JUPITER´S LEGACY: Tomo Uno


Click sobre las imágenes para ampliar.
Información general: reseña de “Jupiter´s Legacy” números 1 al 5, publicados en USA por Image Comics desde abril de 2013 hasta enero de 2015, obra de Mark Millar (guión), Frank Quitely (dibujo) y Peter Doherty (rotulación y color). A pesar de no estar completada, Millar considera estos cinco múmeros como el final del “Libro Uno”, ya que en un principio concibió la obra completa con una duración total de entre diez o doce entregas dividida en dos partes.


Antecedentes: desde 2004, un visionario Mark Millar creó “Millarworld”, una especie de subsello propio para publicar colecciones de creación propia donde las editoriales serían un mero “distribuidor”. Así, “Wanted” fue lanzada por Top Cow, “Chosen” por Dark Horse, “Kick Ass”, “Superior” y “Nemesis” por Marvel (dentro del sello Icon) y la que nos ocupa por parte de Image Comics.
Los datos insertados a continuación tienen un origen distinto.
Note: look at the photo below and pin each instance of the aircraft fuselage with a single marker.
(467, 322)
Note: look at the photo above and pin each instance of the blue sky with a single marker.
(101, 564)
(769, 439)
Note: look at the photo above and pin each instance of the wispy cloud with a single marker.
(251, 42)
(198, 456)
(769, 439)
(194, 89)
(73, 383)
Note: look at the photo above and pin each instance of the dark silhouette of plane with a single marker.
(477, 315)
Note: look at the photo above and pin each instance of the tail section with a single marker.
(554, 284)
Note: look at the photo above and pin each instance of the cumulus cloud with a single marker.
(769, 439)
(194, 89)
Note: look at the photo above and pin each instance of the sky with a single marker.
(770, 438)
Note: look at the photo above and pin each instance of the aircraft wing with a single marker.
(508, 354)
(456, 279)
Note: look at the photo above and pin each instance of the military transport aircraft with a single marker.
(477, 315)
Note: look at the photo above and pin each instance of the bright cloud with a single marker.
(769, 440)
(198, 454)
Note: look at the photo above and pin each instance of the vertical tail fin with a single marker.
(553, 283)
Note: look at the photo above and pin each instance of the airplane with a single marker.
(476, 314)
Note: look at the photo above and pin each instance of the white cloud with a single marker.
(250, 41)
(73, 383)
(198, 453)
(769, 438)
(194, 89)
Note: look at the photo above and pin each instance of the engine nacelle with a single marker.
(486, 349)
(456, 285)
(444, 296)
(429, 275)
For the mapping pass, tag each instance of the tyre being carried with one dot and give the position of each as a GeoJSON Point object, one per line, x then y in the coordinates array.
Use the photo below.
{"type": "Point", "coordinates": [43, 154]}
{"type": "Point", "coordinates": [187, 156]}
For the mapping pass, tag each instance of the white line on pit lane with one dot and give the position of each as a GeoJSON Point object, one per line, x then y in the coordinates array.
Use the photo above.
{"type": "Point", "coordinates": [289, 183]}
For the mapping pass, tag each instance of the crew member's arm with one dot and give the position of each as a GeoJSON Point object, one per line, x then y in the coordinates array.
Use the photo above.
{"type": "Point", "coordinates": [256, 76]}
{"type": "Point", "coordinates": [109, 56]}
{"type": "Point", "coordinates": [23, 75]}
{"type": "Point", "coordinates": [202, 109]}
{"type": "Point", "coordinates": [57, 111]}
Lógicamente, esta especie de autonomía (inédita en el panorama) no habría sido posible si Millar no hubiese seguido facturando éxitos de encargo para las susodichas editoriales, como “The Ultimates” o “Civil War”. En el caso concreto de “Jupiter´s Legacy”, Millar se unió a Frank Quitely, habitual colaborador de Grant Morrison, con quien ya había trabajado en 2001 en “The Autorithy”.


Argumento: en 1932, tras haberlo perdido todo en el desplome de Wall Street, el joven Sheldon Sampson tiene una visión y acude a una misteriosa isla junto con su hermano Walter, su futura esposa Grace y otros amigos de la universidad, donde terminarán adquiriendo poderes y convirtiéndose en el grupo de superhéroes conocido como “La Unión”. Ya en el 2013, dicha primera generación de héroes ha envejecido y son celebridades con su propia prole. En el caso de Sheldon y Grace, los únicos que siguen manteniendo sus identidades secretas, son padres de los díscolos Brandon y Chloe, los cuales están más preocupados en conseguir patrocinadores y montárselo con groupies que en hacer el bien. Además, Sheldon no deja de discutir con su hermano Walter, quien considera que deberían tomar una posición más pro-activa y exigirle al presidente Barack Obama, en su segunda legislatura, medidas más drásticas para cambiar el mundo. Valiéndose del conflicto paterno-filial, Walter termina por convencer a su sobrino Brandon y al resto de superhéroes para que se unan y asesinen a Sheldon y Grace, los únicos obstáculos que les impiden hacer del mundo un lugar mejor.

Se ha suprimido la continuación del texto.